The article highlights that the Kremlin’s plans have raised fears that the base could drag EU-hopeful Georgia into Russia’s war in Ukraine and harm Tbilisi’s own plans for a port on the Black Sea.
“We unanimously and firmly condemn Russia’s occupation, militarisation and other actions aimed at annexation of the occupied regions of Georgia, a new expression of which is the opening of a permanent Russian naval base in Ochamchire port,” read the MPs’ statement.
Weeks earlier Abkhazia’s de facto leader, Aslan Bzhania, had confirmed an agreement had been signed with the Kremlin on a permanent naval base in the Black Sea port of Ochamchire.
Abkhazia is internationally recognized as part of Georgia, but it has been under the control of Russian and separatist forces since the 1990s.
Georgia’s foreign ministry has condemned Russia’s plan as “a gross violation of the sovereignty and territorial integrity of Georgia”. However, authorities in Tbilisi have played down the significance of the permanent naval base, describing it as not an imminent threat.
“Even if they start constructing the base in Ochamchire, it will take them at least three years,” Nikoloz Samkharadze, the head of Georgia’s Foreign Relations Committee told the BBC. “We are concentrated on imminent threats, not threats that might come in the future.”
He says the government is more focused on Georgian citizens being killed or kidnapped by Russian forces near the line of occupation that separates Georgia from its breakaway territories of Abkhazia and South Ossetia.
“We do not observe any moves to start construction in Ochamchire.”

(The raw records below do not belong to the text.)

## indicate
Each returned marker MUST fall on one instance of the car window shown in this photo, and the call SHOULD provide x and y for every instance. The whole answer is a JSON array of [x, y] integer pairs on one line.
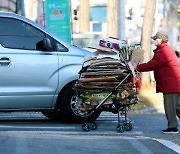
[[19, 35], [60, 47]]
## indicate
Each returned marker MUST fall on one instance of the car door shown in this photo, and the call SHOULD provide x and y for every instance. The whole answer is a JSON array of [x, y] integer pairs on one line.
[[28, 76]]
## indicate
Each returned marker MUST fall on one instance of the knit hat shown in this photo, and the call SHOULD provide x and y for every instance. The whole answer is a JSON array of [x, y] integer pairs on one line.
[[161, 35]]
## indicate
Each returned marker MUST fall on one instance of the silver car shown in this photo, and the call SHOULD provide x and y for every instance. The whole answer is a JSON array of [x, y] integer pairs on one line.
[[38, 70]]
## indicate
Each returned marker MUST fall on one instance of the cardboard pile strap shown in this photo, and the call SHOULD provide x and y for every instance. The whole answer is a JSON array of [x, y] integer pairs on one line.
[[99, 76]]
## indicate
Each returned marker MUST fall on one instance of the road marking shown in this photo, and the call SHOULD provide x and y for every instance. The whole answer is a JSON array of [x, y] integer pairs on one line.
[[37, 127], [140, 146], [169, 144]]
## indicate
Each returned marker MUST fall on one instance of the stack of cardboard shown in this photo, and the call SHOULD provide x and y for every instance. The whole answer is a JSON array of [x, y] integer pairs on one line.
[[102, 73]]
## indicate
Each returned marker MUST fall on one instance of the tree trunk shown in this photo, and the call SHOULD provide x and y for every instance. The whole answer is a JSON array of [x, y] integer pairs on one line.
[[112, 18], [83, 16], [146, 34]]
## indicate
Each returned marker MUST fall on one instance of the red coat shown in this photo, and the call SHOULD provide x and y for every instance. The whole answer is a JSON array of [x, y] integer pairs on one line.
[[166, 70]]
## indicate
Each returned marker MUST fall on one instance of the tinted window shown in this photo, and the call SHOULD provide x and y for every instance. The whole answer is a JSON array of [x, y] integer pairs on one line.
[[20, 35], [61, 48]]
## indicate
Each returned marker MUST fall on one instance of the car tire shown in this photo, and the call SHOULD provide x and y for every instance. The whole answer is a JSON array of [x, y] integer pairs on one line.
[[69, 104]]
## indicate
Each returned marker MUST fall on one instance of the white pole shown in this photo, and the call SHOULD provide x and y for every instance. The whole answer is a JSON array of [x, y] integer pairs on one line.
[[121, 22]]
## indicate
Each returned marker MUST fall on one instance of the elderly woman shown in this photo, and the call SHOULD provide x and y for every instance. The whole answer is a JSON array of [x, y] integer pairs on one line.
[[167, 75]]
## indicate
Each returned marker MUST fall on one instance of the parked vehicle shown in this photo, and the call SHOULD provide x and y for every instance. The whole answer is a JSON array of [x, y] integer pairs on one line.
[[38, 70]]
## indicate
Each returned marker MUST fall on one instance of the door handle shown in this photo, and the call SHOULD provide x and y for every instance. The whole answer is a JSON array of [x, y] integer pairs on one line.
[[4, 61]]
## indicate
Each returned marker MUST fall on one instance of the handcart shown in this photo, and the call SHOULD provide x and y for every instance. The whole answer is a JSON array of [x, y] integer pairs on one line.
[[123, 124], [98, 73]]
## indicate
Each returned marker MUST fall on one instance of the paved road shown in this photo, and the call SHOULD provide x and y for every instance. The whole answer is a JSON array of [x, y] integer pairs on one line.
[[23, 133]]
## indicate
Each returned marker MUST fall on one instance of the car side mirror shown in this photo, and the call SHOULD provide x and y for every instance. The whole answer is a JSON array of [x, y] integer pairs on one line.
[[47, 45], [44, 45]]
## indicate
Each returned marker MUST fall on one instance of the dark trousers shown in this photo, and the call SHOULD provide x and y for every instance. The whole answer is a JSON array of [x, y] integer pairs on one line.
[[172, 108]]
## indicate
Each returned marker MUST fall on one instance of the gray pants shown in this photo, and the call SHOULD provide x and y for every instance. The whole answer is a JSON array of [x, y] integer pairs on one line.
[[172, 108]]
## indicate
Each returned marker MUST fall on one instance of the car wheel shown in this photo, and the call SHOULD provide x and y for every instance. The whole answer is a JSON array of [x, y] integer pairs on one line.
[[70, 105]]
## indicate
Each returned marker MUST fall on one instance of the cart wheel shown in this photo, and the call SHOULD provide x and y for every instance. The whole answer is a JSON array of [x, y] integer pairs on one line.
[[86, 127], [120, 128], [128, 127], [93, 125]]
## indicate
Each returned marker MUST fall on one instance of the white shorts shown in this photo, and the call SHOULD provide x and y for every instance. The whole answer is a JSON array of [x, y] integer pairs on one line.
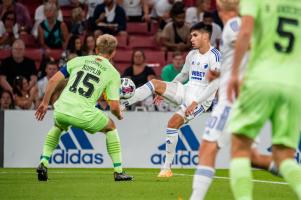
[[178, 94], [216, 126]]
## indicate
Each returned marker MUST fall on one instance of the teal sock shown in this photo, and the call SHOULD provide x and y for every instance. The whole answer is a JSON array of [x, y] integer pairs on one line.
[[51, 142], [291, 172], [114, 149], [241, 178]]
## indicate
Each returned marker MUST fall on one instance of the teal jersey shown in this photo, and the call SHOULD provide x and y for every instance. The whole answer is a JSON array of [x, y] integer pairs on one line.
[[90, 76], [276, 43]]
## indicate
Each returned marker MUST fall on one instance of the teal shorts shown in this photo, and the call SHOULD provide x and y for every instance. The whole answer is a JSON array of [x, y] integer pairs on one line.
[[258, 103], [92, 124]]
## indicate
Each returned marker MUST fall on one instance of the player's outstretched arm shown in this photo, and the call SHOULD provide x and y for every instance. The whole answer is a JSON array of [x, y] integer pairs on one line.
[[115, 108], [52, 84], [241, 47]]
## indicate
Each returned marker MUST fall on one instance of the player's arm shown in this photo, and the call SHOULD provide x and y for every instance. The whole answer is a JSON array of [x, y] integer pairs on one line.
[[52, 84], [241, 47], [184, 74], [112, 92]]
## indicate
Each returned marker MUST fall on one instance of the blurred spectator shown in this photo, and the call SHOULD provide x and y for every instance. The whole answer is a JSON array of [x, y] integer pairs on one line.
[[17, 65], [136, 10], [176, 34], [91, 6], [6, 100], [139, 72], [25, 97], [89, 45], [170, 71], [74, 47], [110, 18], [196, 14], [50, 70], [40, 15], [161, 11], [8, 29], [52, 33], [21, 13], [79, 24], [216, 30]]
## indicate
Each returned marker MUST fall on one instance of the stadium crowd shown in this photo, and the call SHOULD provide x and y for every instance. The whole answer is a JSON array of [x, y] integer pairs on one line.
[[38, 37]]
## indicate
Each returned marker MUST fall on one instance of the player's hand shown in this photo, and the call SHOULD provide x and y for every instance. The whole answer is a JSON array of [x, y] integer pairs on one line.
[[191, 108], [41, 111], [158, 100], [233, 88]]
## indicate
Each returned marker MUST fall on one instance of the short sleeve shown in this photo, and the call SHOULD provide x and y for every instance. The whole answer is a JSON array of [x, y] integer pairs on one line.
[[249, 7], [73, 63], [113, 88], [215, 60]]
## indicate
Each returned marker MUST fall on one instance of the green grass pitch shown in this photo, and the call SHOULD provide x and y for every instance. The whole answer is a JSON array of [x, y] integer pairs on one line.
[[99, 184]]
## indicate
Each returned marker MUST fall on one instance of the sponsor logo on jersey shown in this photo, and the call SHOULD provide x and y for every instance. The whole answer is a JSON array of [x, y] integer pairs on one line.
[[186, 149], [75, 148]]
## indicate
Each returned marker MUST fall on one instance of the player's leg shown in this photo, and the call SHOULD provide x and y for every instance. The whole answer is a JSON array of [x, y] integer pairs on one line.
[[240, 167], [289, 169], [285, 137], [174, 123], [213, 139], [146, 90], [104, 124], [51, 142], [251, 111]]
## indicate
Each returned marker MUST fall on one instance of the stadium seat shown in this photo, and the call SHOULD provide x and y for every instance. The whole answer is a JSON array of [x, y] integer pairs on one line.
[[134, 28], [122, 41], [123, 56], [156, 60], [34, 54], [4, 53], [143, 42], [55, 53]]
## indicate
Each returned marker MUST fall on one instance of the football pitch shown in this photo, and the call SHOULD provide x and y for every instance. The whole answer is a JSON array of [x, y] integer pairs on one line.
[[99, 184]]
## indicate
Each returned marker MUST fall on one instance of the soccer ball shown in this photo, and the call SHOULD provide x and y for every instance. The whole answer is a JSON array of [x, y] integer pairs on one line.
[[127, 88]]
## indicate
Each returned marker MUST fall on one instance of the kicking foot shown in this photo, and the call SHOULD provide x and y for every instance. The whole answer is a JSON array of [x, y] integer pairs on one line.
[[122, 177], [165, 173], [42, 172]]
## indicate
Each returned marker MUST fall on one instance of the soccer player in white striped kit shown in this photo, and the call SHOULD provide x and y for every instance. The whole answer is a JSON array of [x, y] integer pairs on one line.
[[199, 61], [215, 136]]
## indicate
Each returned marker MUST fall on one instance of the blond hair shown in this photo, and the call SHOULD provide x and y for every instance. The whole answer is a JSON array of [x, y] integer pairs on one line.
[[106, 44], [228, 5]]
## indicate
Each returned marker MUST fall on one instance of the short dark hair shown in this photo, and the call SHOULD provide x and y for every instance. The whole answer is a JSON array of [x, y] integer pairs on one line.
[[207, 15], [202, 27], [178, 8]]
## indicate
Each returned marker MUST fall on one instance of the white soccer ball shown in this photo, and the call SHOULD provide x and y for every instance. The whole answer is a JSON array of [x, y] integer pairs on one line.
[[127, 88]]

BBC Newsnight and BBC Verify have analyzed satellite imagery that indicates new dredging and construction work at the port, since Russia’s full-scale invasion of Ukraine in February 2022.
Ukraine’s intelligence agency claims the work is to enable military vessels from Russia’s Black Sea Fleet to use Ochamchire as a safe harbor.
If Russia were to use Ochamchire to attack Ukraine or if Ukraine chose to target Russian naval boats there, then Georgia would become party to the war, says Natia Seskuria of the Royal United Services Institute.
“If Putin needs Georgia to be involved or in some ways be dragged in this war, he will do it if it’s in his interests and he has all the capabilities to put pressure on Georgia, unfortunately,” she said.
“Not only does that play into Georgian fears of being sucked into the war, but there are concerns that Tbilisi’s own plans for a mega-infrastructure project on the Black Sea coast could be impeded.
“A deep sea port in Anaklia is the nearest Georgian town to Russian-controlled Abkhazia.
The Anaklia project is seen as vital for boosting commerce along the so-called Middle Corridor, the fastest route to deliver cargo between Asia and Europe.
The route avoids using Russia as a land conduit, and the World Bank has estimated that it could halve travel times and triple trade volumes by 2030,” reads the article.